By | June 12, 2026

Celiac disease (CD) is an immune-mediated enteropathy triggered by dietary gluten in genetically susceptible individuals, classically expressing HLA-DQ2 and/or HLA-DQ8. After gluten ingestion, deamidated gliadin peptides are presented to T cells, driving both adaptive and innate immune responses in the small intestinal mucosa. The resulting inflammation leads to villous atrophy, crypt hyperplasia, intraepithelial lymphocytosis, and malabsorption. CD is typically confirmed by biopsy of the small intestine, supported by serologic markers such as IgA anti–tissue transglutaminase and anti–endomysial antibodies, and clinical response to a gluten-free diet.

A frequent clinical question is whether early antibiotic exposure might influence subsequent CD risk or whether observed associations reflect confounding factors. Antibiotics can substantially alter the intestinal microbiome by reducing bacterial diversity, shifting community composition, and transiently changing metabolic outputs (including short-chain fatty acid production). Because the gut microbiome participates in immune homeostasis—shaping regulatory T cell differentiation and mucosal barrier integrity—microbiome perturbations are biologically plausible contributors to autoimmune outcomes in genetically primed hosts.

However, epidemiologic studies must carefully disentangle causality from surveillance bias. “Surveillance” refers to differential medical attention that leads to more diagnostic testing, more symptom-driven visits, and therefore more prescriptions. Individuals who later receive a biopsy-confirmed CD diagnosis may have had gastrointestinal symptoms (e.g., chronic diarrhea, abdominal pain, bloating, iron deficiency) before diagnosis. These symptoms can prompt more healthcare contacts and empiric antibiotic use for suspected infectious or inflammatory causes. In such scenarios, antibiotics are not causing CD; rather, they are a marker of heightened symptom-driven clinical evaluation.

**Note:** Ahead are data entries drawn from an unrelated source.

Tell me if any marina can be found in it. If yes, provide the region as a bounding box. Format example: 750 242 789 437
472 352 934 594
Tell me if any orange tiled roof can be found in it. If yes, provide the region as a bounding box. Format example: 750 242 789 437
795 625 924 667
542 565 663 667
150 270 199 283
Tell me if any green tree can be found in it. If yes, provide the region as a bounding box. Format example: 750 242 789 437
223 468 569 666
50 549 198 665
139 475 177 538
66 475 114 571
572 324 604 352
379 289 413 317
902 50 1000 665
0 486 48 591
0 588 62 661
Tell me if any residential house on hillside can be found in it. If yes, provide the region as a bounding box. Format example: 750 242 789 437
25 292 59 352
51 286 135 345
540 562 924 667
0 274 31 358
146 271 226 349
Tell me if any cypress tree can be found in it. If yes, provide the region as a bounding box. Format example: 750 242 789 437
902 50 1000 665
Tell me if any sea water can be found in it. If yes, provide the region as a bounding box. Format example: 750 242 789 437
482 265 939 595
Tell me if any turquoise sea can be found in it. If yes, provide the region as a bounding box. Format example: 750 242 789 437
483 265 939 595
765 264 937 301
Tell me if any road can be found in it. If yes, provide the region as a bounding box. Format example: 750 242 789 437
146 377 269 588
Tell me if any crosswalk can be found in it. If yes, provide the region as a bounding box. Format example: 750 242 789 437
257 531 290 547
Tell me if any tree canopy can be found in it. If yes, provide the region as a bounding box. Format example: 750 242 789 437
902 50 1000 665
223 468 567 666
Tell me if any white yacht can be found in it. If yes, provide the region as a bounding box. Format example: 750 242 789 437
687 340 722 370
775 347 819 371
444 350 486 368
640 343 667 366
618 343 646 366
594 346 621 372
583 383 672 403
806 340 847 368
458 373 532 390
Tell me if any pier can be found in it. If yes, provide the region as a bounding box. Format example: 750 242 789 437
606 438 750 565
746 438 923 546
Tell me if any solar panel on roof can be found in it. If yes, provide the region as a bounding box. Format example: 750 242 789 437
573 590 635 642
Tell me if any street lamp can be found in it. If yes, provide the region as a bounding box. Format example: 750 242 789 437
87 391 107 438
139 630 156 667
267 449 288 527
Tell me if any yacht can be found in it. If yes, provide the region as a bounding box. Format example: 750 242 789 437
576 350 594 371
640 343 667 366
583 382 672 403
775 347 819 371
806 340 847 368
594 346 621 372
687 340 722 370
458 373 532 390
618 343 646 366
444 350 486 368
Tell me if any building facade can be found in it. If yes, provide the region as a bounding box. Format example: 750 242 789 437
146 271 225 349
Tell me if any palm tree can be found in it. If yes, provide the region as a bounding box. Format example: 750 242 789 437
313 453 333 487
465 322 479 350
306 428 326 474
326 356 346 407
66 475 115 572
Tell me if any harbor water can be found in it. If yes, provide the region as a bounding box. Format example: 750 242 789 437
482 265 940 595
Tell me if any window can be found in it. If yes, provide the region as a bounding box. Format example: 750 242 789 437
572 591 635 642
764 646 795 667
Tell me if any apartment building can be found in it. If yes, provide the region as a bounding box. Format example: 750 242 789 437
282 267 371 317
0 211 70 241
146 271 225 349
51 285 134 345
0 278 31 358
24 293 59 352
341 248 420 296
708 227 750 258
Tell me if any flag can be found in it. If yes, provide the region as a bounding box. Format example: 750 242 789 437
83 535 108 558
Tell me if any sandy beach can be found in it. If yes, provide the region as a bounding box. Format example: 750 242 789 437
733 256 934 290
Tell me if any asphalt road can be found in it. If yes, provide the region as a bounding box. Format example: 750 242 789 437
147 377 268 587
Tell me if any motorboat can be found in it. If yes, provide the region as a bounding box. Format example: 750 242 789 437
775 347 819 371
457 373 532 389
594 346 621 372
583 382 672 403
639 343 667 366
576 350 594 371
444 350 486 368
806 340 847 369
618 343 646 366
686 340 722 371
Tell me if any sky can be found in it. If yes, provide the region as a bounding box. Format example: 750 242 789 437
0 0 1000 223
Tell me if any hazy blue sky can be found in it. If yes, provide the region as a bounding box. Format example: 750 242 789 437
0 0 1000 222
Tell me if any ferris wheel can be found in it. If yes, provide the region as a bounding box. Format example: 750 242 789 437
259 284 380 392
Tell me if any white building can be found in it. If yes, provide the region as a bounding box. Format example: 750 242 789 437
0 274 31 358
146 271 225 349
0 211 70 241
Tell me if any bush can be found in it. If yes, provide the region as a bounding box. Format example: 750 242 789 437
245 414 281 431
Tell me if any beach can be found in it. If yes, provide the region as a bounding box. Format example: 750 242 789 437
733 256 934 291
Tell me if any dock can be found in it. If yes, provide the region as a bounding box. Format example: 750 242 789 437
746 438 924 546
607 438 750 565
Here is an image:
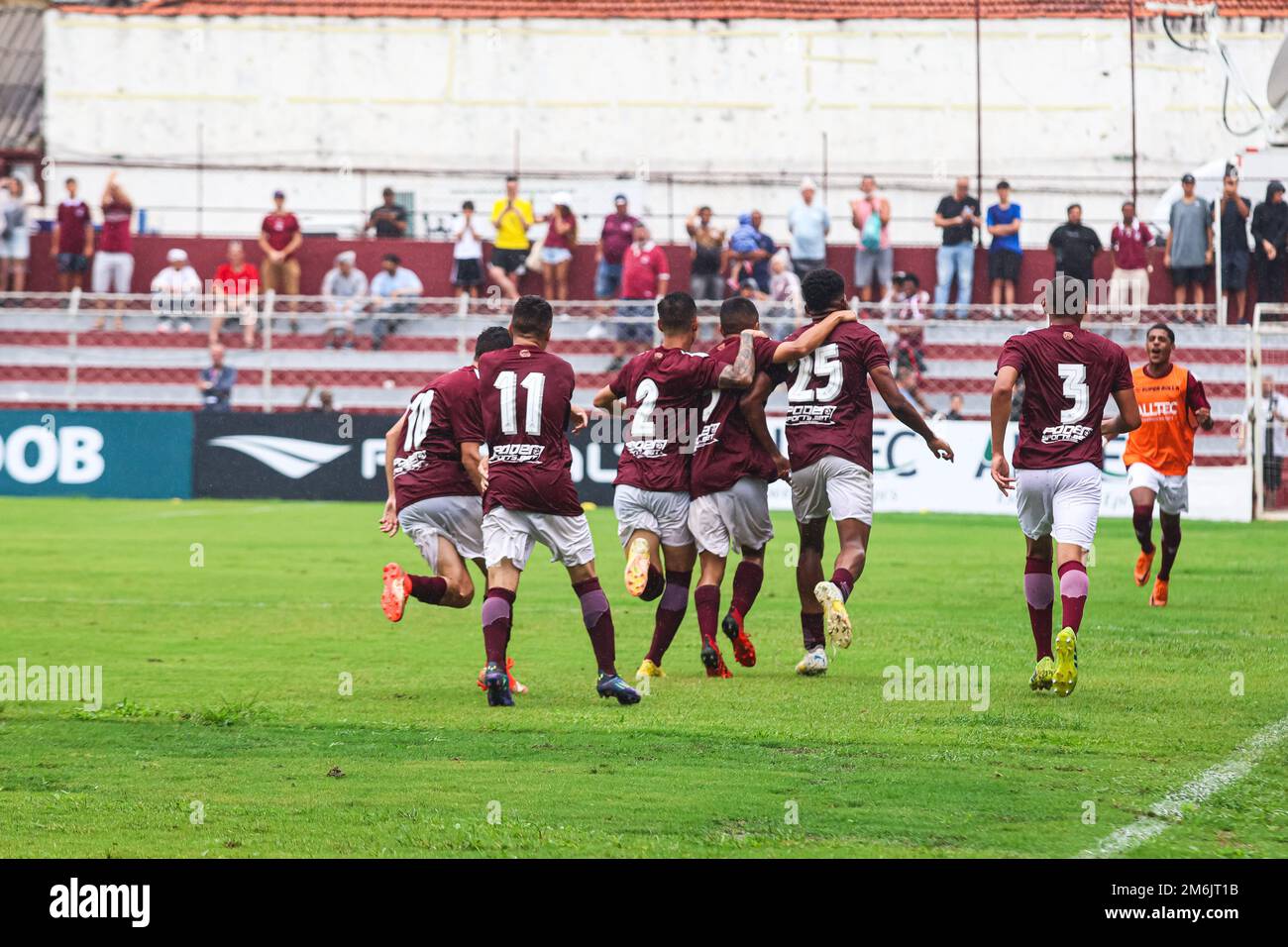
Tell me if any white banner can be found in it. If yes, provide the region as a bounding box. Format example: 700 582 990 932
769 417 1252 522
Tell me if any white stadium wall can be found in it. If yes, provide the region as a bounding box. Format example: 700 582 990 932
38 10 1284 245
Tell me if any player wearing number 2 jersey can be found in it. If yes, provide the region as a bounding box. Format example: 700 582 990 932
992 284 1140 697
480 296 639 706
757 269 953 677
595 292 755 684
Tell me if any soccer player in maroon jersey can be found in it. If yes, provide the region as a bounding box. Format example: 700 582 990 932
757 269 953 677
992 277 1140 697
480 296 640 706
380 326 527 693
690 296 855 678
595 292 756 682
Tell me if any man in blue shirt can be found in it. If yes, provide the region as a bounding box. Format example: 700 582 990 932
787 177 832 277
986 180 1024 318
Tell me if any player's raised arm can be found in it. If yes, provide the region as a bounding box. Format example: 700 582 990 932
716 329 756 388
738 371 793 480
989 365 1020 496
870 365 953 463
774 309 859 365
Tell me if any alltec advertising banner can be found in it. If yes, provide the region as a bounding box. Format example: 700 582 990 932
0 411 192 498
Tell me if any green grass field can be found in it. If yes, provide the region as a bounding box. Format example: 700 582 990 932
0 498 1288 857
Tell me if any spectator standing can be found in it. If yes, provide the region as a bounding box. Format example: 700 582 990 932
49 177 94 292
935 177 980 318
1109 201 1154 310
1047 204 1104 307
541 191 577 303
0 177 31 292
152 248 201 333
322 250 370 349
606 224 671 371
1216 174 1252 323
197 342 237 414
91 171 134 329
1163 174 1212 313
259 191 304 333
1252 180 1288 303
850 174 894 303
366 187 407 240
210 240 259 349
787 177 832 275
371 254 425 352
452 201 483 299
684 205 725 300
486 174 537 299
984 180 1024 318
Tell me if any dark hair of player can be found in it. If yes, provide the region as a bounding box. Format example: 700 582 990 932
802 266 845 314
474 326 514 362
657 292 698 334
1145 322 1176 346
720 296 760 335
510 296 555 339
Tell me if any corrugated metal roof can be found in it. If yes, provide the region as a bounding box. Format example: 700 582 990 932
0 3 46 151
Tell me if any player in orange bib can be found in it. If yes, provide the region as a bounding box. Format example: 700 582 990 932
1124 323 1212 607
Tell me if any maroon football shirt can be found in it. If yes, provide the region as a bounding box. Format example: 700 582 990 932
690 335 786 497
609 346 738 491
394 365 483 511
480 346 581 517
997 326 1132 471
787 322 890 472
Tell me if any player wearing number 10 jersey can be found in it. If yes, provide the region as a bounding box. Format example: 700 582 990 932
480 296 640 706
992 287 1140 697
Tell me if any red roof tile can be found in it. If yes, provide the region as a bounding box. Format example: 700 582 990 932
59 0 1288 20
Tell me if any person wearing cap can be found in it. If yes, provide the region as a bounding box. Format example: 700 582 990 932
1252 180 1288 303
984 180 1024 318
486 174 537 299
365 187 407 240
210 240 259 348
1163 174 1212 313
259 191 304 333
787 177 832 275
541 191 577 303
322 250 369 349
152 248 201 333
850 174 894 303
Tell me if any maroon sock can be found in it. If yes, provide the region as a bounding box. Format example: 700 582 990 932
640 563 666 601
802 612 825 651
730 559 765 618
407 576 447 605
1057 562 1090 634
483 588 514 669
572 579 617 674
1024 556 1055 661
645 570 693 666
832 566 854 600
693 585 720 642
1130 505 1154 553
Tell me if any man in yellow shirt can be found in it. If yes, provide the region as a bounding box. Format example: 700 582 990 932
486 174 536 299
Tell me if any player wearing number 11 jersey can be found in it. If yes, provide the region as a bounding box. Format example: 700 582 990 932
480 296 640 706
992 279 1140 697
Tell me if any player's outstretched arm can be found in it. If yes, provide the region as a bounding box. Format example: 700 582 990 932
872 365 953 463
738 371 793 480
774 309 859 365
716 329 756 388
988 365 1020 496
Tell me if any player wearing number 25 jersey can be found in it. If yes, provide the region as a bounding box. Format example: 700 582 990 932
992 286 1140 697
480 296 639 706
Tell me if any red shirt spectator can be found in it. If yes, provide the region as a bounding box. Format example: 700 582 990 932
622 240 671 299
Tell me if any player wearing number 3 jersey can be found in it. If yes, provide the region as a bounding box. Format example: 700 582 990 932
480 296 639 706
992 280 1140 697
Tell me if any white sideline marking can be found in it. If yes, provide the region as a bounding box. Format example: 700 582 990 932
1078 716 1288 858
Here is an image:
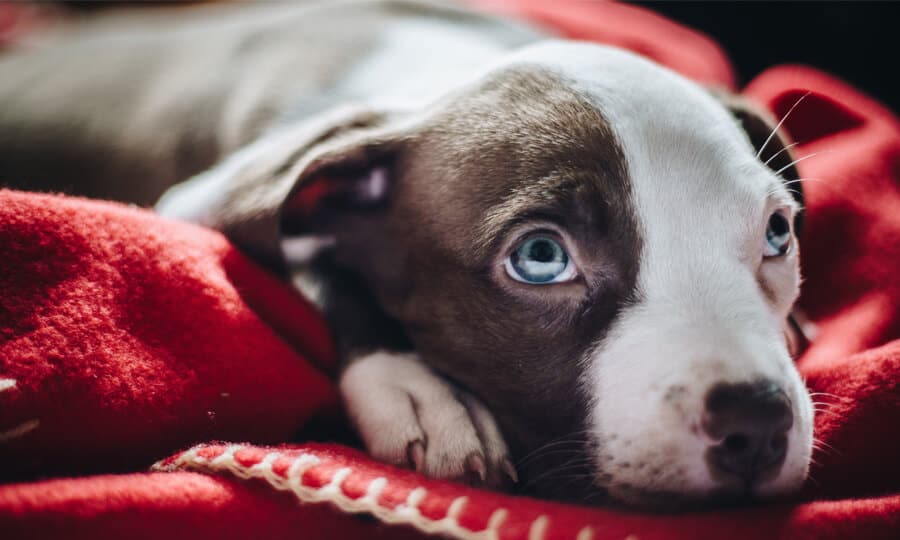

This distinction becomes particularly evident when comparing groups with different biopsy findings. If antibiotic use is modestly more common among those with biopsy-confirmed CD than among matched general-population comparators, the difference could reflect a combination of true biological effects and prediagnostic clinical confounding. Yet if the most pronounced antibiotic use occurs in individuals with “normal small intestinal mucosa” (often those undergoing evaluation for symptoms but not meeting histologic criteria for CD), that pattern strongly suggests increased medical surveillance. In other words, a group with negative biopsy results but substantial antibiotic exposure may have been investigated repeatedly for gastrointestinal complaints, leading clinicians to prescribe antibiotics while awaiting definitive diagnosis.

Additionally, the timing of antibiotic exposure matters. Microbiome composition during early life may have disproportionate immunologic impact. Antibiotics administered during infancy or early childhood could theoretically affect maturation of immune tolerance, gut barrier development, and pathogen–commensal balance. Conversely, antibiotic use closer to CD symptom onset may more likely represent reactive treatment of intercurrent infections or empiric management of nonspecific GI symptoms.

Mechanistic hypotheses for a causal role include altered intestinal permeability, increased antigen translocation, and proinflammatory cytokine signaling, alongside reduced regulatory pathways. Antibiotics may also reduce beneficial taxa that promote mucosal barrier function and regulatory immune responses. Still, proving causality requires robust design: longitudinal cohorts with precise medication timing, detailed capture of infection episodes, adjustment for confounders (age, socioeconomic status, healthcare access), and preferably biomarkers of microbiome changes and immune activation.

Clinically, the practical takeaway is that while antibiotics are not routinely recommended for CD prevention, clinicians should recognize that antibiotic exposure patterns may be confounded by symptoms and healthcare utilization. For patients with suspected CD, diagnostic strategies should prioritize appropriate serology and timely biopsy rather than prolonged empiric antimicrobial therapy. For individuals already diagnosed with CD, antimicrobial stewardship remains important: unnecessary antibiotics can worsen diarrhea and disrupt the gut ecosystem, potentially compounding symptoms even when CD is well controlled on a gluten-free diet.

Ongoing research continues to explore how gluten exposure, microbiome ecology, and host genetics interact over time. Future studies using high-resolution metagenomics, metabolomics, and careful temporal modeling will help determine whether there is a real link between antibiotic-induced microbiome disruption and CD initiation, or whether associations mainly reflect diagnostic and treatment behaviors.